Uso el método Sontag, comienzo con un dato autobiográfico. En el mes de febrero de 1992 se terminó de imprimir el que probablemente haya sido mi libro más dichoso, El pequeño comunicólogo ¡ilustrado!, que puse bajo la hipotética autoridad de “Daniel Link y sus amigos”: Rolando Barto, Miguel Fucó y Susana Domingo, entre otros, a quienes cada tanto les cedía la palabra. Era un libro relativamente experimental (su objeto, “los medios masivos de comunicación”, lo era por entonces) destinado a la escuela secundaria y mediante el procedimiento de hacer hablar a las voces que me habían inspirado, suponía, declaraba la deuda de una vida entera y ponía mi relación con aquellos cuyos libros había leído con reverencia bajo el más fantasmagórico de los predicados: el amigo.
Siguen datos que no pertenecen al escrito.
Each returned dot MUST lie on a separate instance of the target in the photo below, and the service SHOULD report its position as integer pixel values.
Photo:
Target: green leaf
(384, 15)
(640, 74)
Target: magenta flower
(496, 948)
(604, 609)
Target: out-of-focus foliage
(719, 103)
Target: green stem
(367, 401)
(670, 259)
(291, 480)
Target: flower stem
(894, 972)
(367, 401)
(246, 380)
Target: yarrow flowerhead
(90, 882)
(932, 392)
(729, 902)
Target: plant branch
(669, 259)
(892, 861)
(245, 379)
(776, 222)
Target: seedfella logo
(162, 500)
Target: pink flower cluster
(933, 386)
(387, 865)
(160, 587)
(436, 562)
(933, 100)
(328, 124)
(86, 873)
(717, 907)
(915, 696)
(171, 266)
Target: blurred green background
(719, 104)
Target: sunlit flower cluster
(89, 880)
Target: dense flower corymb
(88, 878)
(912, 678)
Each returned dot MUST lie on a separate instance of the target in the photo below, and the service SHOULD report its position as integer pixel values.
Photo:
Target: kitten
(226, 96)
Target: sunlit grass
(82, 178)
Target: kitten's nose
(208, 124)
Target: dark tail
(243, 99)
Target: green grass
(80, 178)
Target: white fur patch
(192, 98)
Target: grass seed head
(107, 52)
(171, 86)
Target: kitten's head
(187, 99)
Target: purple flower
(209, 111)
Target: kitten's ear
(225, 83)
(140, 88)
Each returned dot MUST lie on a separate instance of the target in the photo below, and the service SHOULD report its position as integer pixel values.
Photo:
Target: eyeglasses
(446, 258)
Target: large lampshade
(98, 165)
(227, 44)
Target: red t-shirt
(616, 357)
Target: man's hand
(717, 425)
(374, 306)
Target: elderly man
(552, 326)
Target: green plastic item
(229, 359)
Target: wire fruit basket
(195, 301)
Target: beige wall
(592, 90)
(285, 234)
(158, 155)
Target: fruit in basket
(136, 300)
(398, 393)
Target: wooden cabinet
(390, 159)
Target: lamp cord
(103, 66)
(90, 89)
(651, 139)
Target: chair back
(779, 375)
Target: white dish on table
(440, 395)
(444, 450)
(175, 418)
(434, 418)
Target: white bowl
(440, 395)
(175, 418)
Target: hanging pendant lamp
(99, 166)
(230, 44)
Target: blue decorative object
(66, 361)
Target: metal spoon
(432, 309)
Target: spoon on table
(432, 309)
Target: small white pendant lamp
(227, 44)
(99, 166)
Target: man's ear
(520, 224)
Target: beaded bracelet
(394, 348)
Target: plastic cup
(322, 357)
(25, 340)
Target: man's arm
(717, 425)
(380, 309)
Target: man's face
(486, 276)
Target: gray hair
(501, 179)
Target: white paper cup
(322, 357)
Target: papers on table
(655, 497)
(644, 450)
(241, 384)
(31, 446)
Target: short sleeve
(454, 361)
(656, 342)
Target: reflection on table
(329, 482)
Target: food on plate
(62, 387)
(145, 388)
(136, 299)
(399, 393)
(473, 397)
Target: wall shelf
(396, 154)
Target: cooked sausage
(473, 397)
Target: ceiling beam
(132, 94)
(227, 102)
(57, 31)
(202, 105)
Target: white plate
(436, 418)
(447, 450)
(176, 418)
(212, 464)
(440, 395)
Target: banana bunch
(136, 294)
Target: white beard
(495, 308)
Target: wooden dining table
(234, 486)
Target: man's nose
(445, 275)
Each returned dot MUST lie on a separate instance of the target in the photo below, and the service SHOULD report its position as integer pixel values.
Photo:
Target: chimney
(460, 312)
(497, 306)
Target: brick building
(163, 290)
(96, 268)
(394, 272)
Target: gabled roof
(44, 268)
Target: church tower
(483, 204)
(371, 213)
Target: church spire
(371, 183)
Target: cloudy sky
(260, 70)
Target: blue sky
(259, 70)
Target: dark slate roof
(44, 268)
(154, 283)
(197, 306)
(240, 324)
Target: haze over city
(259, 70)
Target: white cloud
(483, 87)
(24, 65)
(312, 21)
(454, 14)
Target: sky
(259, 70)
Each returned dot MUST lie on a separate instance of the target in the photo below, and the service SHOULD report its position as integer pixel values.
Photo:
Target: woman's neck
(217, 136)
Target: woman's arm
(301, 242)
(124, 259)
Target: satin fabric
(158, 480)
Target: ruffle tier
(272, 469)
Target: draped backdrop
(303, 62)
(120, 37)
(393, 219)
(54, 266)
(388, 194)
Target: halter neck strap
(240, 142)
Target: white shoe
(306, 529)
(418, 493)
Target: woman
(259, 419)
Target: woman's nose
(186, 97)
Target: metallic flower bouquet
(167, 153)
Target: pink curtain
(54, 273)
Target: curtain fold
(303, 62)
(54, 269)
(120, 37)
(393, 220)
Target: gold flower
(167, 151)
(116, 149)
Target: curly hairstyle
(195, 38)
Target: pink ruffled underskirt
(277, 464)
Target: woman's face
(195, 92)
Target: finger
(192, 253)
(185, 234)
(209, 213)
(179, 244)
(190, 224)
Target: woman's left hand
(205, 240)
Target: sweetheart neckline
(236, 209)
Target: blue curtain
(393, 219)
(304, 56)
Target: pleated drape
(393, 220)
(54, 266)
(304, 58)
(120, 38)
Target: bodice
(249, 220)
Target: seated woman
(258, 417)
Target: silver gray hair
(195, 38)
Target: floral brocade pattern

Siempre leí así la obra de Sontag, como la de una amiga distante a la que podía pedirle consejo. Nunca hubo entre nosotros una de esas ásperas discusiones que ponen fin a un idilio o una complicidad y que transforman a los viejos amigos en portaestandartes de bandos irreconciliables, pero de algún modo sentí que nuestros gustos estéticos y nuestros horizontes imaginarios se separaban. Teníamos, de todos modos, amigos en común (Barthes, Benjamin, Edgardo Cozarinsky). De Roland Barthes escribió en 1980: “‘Ah, Susan. Toujours fidèle’. Fueron las palabras con que me saludó, afectuosamente, la última vez que nos vimos. Lo fui, lo soy”.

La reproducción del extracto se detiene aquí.